Sarkozy diz que missão da Otan na Líbia se aproxima do fim

Aliança firmou 'acordo preliminar' que prevê fim da operação para 31 de outubro; anúncio definitivo será feito semana que vem

iG São Paulo |

O presidente da França, Nicolas Sarkozy, afirmou nesta sexta-feira que a morte do líder deposto da Líbia, Muamar Kadafi , aproxima do fim a operação militar da Organização do Tratado do Atlântico Norte (Otan) no país.

“Claramente a operação está chegando ao fim”, afirmou Sarkozy, acrescentando que a maneira como a campanha militar será encerrada terá de ser discutida “entre os aliados e com a participação do governo interino na Líbia”.

A Otan decidiu concluir sua operação militar na Líbia em 31 de outubro, anunciou o secretário-geral da Aliança Atlântica, Anders Fogh Rasmussen, um dia depois da morte de Kadafi.

AP
Restos de carros que faziam parte de comboio de partidários de Kadafi atingido por ataque da Otan em Sirte, na Líbia (20/10)

Após uma reunião com o Conselho de Embaixadores dos 28 países da organização em Bruxelas, a Otan chegou a um "acordo preliminar" para encerrar sua missão sete meses após seu início.

O anúncio definitivo, segundo Rasmussen, será feito no início da semana que vem, após manter consultas com as Nações Unidas e com o Conselho Nacional de Transição (CNT) líbio.

Rasmussen disse anteriormente que, com a morte de Kadafi, "esse momento (de encerramento da campanha militar) ficou muito mais próximo". Ele também afirmou que a missão na Líbia mostra que a Otan continua tendo um papel “indispensável” nos desafios relativos às questões de segurança.

Na quinta-feira, Sarkozy teve uma reunião por videoconferência com o presidente americano, Barack Obama, e com o premiê britânico, David Cameron.

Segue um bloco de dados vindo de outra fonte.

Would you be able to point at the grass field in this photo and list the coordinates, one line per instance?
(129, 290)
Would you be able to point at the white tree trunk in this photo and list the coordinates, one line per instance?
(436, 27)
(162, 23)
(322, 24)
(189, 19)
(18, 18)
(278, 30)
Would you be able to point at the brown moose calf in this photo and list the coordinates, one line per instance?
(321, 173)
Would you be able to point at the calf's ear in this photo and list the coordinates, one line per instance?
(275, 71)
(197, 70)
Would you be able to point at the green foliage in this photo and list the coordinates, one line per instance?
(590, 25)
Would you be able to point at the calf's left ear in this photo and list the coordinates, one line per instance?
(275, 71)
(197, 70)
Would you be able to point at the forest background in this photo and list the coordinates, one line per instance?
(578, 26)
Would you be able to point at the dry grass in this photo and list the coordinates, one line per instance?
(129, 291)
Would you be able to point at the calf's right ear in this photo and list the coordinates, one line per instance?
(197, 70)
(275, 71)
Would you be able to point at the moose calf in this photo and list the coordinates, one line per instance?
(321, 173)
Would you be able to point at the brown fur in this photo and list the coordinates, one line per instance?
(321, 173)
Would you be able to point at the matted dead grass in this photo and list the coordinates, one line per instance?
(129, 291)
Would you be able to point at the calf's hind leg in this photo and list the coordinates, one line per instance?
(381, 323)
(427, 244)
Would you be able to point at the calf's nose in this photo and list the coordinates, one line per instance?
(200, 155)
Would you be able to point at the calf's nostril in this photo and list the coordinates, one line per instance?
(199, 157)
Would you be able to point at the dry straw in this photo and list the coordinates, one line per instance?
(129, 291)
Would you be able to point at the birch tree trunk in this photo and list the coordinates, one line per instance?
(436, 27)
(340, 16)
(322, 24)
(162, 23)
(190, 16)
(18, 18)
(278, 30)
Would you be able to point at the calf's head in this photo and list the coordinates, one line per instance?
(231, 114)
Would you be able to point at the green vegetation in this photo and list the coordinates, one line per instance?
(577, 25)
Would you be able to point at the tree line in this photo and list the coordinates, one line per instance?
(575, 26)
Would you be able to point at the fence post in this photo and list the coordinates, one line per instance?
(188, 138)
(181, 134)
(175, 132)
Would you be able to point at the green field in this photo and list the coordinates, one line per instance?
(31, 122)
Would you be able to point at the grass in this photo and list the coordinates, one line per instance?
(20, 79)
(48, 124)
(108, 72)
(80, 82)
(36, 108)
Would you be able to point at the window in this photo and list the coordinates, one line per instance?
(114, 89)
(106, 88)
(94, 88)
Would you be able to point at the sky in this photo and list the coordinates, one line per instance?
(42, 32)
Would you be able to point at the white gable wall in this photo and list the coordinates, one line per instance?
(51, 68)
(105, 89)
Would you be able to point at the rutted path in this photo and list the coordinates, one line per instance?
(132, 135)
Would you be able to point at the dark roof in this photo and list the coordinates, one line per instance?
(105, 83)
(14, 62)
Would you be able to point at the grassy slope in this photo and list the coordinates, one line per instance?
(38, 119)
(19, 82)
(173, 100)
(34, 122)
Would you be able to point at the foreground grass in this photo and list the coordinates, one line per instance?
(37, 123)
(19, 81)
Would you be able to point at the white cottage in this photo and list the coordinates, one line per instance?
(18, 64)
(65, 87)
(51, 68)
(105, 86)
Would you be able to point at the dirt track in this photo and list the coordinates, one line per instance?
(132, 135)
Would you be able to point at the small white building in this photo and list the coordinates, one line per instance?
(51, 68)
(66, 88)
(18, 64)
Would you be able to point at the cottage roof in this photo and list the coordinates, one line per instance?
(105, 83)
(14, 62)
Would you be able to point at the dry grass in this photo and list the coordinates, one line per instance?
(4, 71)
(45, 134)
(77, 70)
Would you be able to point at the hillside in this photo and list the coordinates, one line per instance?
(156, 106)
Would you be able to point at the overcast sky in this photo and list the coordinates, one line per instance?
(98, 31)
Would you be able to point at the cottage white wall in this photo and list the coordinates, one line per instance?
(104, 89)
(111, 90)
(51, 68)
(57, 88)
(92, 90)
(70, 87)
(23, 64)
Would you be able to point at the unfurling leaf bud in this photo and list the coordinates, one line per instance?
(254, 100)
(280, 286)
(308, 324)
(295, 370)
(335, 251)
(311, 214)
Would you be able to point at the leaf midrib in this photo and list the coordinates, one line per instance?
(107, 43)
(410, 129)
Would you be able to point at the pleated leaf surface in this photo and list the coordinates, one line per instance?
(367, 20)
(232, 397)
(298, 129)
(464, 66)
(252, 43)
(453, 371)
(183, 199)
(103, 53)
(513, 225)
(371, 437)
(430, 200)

Segundo um porta-voz do gabinete de Cameron, os líderes “discutiram a necessidade de manter a operação da Otan enquanto existir ameaça aos civis”.

A operação militar da Otan na Líbia começou em março. Desde então, foram realizados mais de 9,6 mil ataques aéreos que destruíram mais de mil tanques, veículos, depósitos de armas e centros de controle usados por Kadafi.

A aliança também participou da ofensiva em Sirte na quinta-feira que resultou na captura de Kadafi, cujas morte aconteceu em circunstâncias incertas .

Em comunicado divulgado nesta sexta-feira, a Otan afirmou ter atacado um comboio de aproximadamente 75 veículos armados que tentava deixar a cidade. Um veículo foi destruído e o comboio se dispersou.

Um outro jato da Otan atacou 20 veículos que seguiam em direção ao sul em alta velocidade, destruindo ou danificando cerca de 10 carros. “Depois fomos informados pela inteligência aliada e por outras fontes que Kadafi estava no comboio e que o ataque provavelmente contribuiu para sua captura”, diz o comunicado.

O fim violento de Kadafi na cidade onde nasceu, Sirte, representou a morte de um regime que comandou com mãos de ferro durante 42 anos e foi derrubado por um levante popular iniciado em fevereiro que se tornou uma sangrenta guerra civil.

Kadafi, foragido havia dois meses , foi o primeiro chefe de Estado deposto pelas revoltas da Primavera Árabe que acabou morto.